Why Macro F1 (not accuracy)? The dataset has class imbalance (neutral >> negative). Macro F1 weights each class equally, penalizing a model that ignores the minority class.

In [None]:
# Train teacher (logs to checkpoints/teacher/ and logs/teacher_training.csv)
!python -m fincompress.teacher.train_teacher

In [None]:
import pandas as pd
import matplotlib.pyplot as plt

log_df = pd.read_csv('fincompress/logs/teacher_training.csv')

fig, axes = plt.subplots(1, 2, figsize=(14, 5))

axes[0].plot(log_df['epoch'], log_df['train_loss'], 'o-', label='Train Loss', color='steelblue')
axes[0].plot(log_df['epoch'], log_df['val_loss'], 's-', label='Val Loss', color='coral')
axes[0].set_xlabel('Epoch')
axes[0].set_ylabel('Cross-Entropy Loss')
axes[0].set_title('Teacher Training and Validation Loss')
axes[0].legend()
axes[0].grid(True, alpha=0.3)

axes[1].plot(log_df['epoch'], log_df['val_f1'], 'o-', color='mediumseagreen')
axes[1].axhline(y=0.87, color='red', linestyle='--', label='Target F1 = 0.87')
axes[1].set_xlabel('Epoch')
axes[1].set_ylabel('Val Macro F1')
axes[1].set_title('Teacher Val Macro F1 by Epoch')
axes[1].legend()
axes[1].grid(True, alpha=0.3)

plt.tight_layout()
plt.show()
print(f"Best val F1: {log_df['val_f1'].max():.4f}")

In [None]:
import torch, json
import numpy as np
import matplotlib.pyplot as plt
import seaborn as sns
from sklearn.metrics import confusion_matrix
from transformers import AutoModelForSequenceClassification, AutoTokenizer
from torch.utils.data import DataLoader, Dataset

class SimpleDS(Dataset):
    def __init__(self, df, tok, maxlen):
        self.texts = df['text'].tolist()
        self.labels = df['label'].tolist()
        self.tok = tok; self.maxlen = maxlen
    def __len__(self): return len(self.texts)
    def __getitem__(self, i):
        enc = self.tok(self.texts[i], max_length=self.maxlen, padding='max_length', truncation=True, return_tensors='pt')
        return {'input_ids': enc['input_ids'].squeeze(0), 'attention_mask': enc['attention_mask'].squeeze(0), 'label': torch.tensor(self.labels[i])}

device = 'cuda' if torch.cuda.is_available() else 'cpu'
tokenizer = AutoTokenizer.from_pretrained('fincompress/checkpoints/teacher/tokenizer')
teacher = AutoModelForSequenceClassification.from_pretrained('fincompress/checkpoints/teacher').to(device)
teacher.eval()

df_val = pd.read_csv('fincompress/data/val.csv')
loader = DataLoader(SimpleDS(df_val, tokenizer, 128), batch_size=64)

all_preds, all_labels = [], []
with torch.no_grad():
    for batch in loader:
        out = teacher(batch['input_ids'].to(device), attention_mask=batch['attention_mask'].to(device))
        all_preds.extend(out.logits.argmax(dim=-1).cpu().tolist())
        all_labels.extend(batch['label'].tolist())

cm = confusion_matrix(all_labels, all_preds)
label_names = ['negative', 'neutral', 'positive']
fig, ax = plt.subplots(figsize=(7, 6))
sns.heatmap(cm, annot=True, fmt='d', xticklabels=label_names, yticklabels=label_names, cmap='Blues', ax=ax)
ax.set_xlabel('Predicted')
ax.set_ylabel('True')
ax.set_title('Teacher Confusion Matrix (Val Set)')
plt.tight_layout()
plt.show()

## Confusion Matrix Interpretation

The confusion matrix reveals which sentiment classes are hardest to distinguish:

- **Negative ↔ Neutral**: The most common error.
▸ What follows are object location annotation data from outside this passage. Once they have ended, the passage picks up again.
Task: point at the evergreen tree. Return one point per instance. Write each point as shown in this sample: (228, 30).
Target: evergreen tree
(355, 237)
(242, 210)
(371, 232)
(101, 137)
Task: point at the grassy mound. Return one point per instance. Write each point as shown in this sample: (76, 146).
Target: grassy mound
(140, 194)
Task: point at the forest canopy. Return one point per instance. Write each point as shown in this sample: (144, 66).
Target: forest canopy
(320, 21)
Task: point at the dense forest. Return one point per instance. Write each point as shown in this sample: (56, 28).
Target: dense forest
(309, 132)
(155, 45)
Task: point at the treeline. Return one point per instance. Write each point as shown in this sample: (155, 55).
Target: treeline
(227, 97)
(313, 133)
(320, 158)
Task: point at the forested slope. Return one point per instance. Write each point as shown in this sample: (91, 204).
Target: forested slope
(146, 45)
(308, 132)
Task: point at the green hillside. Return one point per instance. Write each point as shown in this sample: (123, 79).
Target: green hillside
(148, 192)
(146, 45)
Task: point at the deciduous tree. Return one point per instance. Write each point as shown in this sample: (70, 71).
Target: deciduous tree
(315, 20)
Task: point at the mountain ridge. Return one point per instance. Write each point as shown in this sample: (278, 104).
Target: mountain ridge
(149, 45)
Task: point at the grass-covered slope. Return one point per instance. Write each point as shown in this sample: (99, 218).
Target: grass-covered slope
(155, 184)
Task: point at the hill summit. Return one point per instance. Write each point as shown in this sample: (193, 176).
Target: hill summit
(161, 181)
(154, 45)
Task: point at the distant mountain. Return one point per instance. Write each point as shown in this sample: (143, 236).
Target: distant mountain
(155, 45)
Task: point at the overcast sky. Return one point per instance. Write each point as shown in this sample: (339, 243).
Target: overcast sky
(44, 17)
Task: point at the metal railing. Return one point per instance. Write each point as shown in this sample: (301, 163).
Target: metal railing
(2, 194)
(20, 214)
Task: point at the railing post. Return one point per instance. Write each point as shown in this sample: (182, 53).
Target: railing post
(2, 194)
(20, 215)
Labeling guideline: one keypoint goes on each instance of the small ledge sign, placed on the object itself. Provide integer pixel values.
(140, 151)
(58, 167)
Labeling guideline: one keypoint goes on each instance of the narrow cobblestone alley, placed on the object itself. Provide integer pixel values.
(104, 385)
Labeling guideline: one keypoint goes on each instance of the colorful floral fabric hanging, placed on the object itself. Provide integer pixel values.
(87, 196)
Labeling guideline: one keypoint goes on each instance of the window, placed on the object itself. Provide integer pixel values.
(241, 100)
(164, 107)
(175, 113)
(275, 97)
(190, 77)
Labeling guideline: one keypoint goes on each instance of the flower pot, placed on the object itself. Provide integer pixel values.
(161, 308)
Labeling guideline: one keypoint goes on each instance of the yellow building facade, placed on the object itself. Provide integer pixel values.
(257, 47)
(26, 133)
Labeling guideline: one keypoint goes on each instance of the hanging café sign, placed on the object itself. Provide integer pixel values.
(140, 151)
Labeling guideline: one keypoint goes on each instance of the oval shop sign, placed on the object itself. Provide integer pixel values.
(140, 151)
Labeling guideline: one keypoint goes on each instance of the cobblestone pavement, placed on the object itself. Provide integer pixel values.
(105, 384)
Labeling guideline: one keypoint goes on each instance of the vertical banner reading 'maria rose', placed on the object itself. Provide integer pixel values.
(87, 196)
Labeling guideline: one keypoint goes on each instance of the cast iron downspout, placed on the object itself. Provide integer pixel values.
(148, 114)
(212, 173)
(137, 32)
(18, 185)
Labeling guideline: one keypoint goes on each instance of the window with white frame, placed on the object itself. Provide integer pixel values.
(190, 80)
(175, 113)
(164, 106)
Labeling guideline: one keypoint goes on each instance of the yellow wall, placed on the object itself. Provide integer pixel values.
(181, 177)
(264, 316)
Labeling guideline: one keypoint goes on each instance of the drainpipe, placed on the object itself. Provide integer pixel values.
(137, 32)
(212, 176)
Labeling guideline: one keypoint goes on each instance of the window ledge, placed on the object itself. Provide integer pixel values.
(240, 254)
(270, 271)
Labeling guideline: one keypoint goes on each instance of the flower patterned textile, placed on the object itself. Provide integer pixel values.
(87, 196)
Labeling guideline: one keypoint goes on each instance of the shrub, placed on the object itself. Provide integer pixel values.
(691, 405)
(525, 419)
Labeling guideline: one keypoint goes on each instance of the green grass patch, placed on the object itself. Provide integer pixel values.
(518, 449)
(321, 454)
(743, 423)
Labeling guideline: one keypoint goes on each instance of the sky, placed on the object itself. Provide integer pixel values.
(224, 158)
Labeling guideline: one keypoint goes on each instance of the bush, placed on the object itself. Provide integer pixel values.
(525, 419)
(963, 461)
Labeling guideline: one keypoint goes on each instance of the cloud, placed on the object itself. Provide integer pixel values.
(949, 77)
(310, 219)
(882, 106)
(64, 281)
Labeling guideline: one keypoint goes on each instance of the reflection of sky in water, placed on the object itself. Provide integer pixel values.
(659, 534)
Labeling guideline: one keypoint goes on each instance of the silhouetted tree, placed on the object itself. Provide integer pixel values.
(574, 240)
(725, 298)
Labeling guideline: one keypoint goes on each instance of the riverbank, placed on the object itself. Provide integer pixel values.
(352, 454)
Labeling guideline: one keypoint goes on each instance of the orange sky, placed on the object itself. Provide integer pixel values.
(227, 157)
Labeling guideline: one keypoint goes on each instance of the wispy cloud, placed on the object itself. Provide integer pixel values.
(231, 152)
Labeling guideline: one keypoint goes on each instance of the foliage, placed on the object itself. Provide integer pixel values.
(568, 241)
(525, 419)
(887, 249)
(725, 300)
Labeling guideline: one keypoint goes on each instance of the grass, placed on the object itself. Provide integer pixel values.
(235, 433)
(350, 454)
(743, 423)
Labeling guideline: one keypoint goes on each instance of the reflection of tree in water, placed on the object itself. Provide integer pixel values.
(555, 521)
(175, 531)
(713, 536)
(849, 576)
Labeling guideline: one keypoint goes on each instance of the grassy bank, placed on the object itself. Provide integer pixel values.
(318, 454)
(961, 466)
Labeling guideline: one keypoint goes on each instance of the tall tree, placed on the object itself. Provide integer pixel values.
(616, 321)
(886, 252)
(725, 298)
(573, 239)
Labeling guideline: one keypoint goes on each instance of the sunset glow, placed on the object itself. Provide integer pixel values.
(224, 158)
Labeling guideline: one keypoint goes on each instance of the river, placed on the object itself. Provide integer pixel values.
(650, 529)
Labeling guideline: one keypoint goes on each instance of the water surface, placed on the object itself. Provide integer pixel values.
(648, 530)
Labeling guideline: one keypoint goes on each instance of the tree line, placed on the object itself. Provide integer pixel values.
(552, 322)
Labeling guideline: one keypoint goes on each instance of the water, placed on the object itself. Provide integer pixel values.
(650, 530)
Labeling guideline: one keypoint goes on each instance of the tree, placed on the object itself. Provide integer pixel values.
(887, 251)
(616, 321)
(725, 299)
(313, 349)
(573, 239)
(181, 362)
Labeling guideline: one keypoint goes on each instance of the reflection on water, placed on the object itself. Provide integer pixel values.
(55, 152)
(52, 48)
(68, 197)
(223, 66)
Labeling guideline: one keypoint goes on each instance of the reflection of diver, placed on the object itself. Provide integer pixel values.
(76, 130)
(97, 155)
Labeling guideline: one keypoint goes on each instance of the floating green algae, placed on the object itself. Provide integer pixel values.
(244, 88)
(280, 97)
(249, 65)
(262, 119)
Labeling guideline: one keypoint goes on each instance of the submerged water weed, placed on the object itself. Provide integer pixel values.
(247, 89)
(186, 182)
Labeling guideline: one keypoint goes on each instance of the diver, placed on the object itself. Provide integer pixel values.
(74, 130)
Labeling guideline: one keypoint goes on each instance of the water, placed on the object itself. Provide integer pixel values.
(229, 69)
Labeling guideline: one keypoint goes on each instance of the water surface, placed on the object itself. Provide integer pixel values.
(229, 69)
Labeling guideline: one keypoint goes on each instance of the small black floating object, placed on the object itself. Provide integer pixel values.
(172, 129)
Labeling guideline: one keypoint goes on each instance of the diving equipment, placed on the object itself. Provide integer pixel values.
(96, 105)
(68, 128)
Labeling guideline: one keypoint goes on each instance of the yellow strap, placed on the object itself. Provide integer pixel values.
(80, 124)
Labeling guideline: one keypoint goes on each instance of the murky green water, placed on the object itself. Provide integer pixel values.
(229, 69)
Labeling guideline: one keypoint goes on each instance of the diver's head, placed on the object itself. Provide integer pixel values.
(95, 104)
Many negative financial statements use hedged or understated language ("results were below expectations") that sits close to the neutral boundary in representation space.
- **Positive ↔ Neutral**: Less common. Positive announcements tend to use more explicit language ("record revenues", "exceeds estimates") that is more distinctly positive.
- **Negative ↔ Positive**: Rare. Direct sentiment opposition is usually linguistically unambiguous.

This confusion pattern tells us what to watch for in the student: if distillation degrades accuracy, it will first affect negative recall.